Mayawati is on her own trip, so it was entirely in keeping with her persona that she wondered: “why does the prince get angry?” Rahul Gandhi responded at the public rally:
“I get angry because the poor are being exploited. Mayawati and Mulayam too used to have this anger, but it is now dead because of their power lust. They are always running for power.”
It is pertinent to note that he did not contradict her reference to him as “prince”. He should have taken her to task on that. The anger of a prince is not much different from that of the power-hungry. He might think he is benevolent royalty, but that is certainly not what this country is looking for. If UP is ruled by “the mafia”, then his street-fighting mode of giving a fitting reply falls into the same category.

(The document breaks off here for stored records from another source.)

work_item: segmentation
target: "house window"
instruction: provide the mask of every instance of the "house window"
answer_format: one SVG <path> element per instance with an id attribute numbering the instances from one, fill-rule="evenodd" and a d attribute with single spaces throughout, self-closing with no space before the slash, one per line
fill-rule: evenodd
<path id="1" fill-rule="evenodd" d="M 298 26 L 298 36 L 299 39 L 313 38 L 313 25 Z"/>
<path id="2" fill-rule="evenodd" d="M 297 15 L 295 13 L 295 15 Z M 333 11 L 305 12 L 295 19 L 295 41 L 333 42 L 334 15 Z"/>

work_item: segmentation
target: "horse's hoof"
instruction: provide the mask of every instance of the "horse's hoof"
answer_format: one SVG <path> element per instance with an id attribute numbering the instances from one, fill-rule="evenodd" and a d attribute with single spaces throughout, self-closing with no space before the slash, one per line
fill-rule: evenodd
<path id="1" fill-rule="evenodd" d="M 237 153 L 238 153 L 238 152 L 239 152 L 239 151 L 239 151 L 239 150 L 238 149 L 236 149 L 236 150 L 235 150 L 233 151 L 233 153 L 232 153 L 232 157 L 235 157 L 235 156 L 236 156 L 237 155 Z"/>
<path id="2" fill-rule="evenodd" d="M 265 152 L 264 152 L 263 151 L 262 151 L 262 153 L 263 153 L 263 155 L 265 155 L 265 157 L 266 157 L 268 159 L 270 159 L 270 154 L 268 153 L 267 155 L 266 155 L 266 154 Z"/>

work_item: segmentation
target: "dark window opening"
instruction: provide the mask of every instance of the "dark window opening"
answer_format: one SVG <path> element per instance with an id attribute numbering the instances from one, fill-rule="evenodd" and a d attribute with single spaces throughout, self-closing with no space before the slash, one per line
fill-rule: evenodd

The government machinery cannot be lubricated with anger. If he believes that India is developing and UP is going backwards, then he has already bitten the tail. Will he be able to say this in Gujarat? Using the corruption mantra, he said that people had to pay money even to file FIRs in the police stations. Has he looked at the crime statistics in the capital, in Mumbai? How many of them are reported?
He must realise that corruption will rear its head soon when the horse-trading begins and the change in five years he talked about will come through the backdoor entry of the same “mafia” into the legitimate fold of the Congress.
The level of sycophancy expresses more than it reveals. One hoarding put up by Congressman Baba Awasthi said, “Mata bimaar, mantrimandal lachaar, Rahulji, netritva karo sweekar (Mother ill, Cabinet helpless, Rahul, accept leadership role).” It was hurriedly removed, but tasteless though it is there is a message in there: No matter what he does and where he eats, he will have to play Yashodha to the country that is seen at the grassroots as just another child-god, where even serious corruption amounts to being a makhan chor (butter thief, that the child Krishna was indulged for).
I stand corrected regarding my earlier premise. We are living a mythology or a living mythology we are.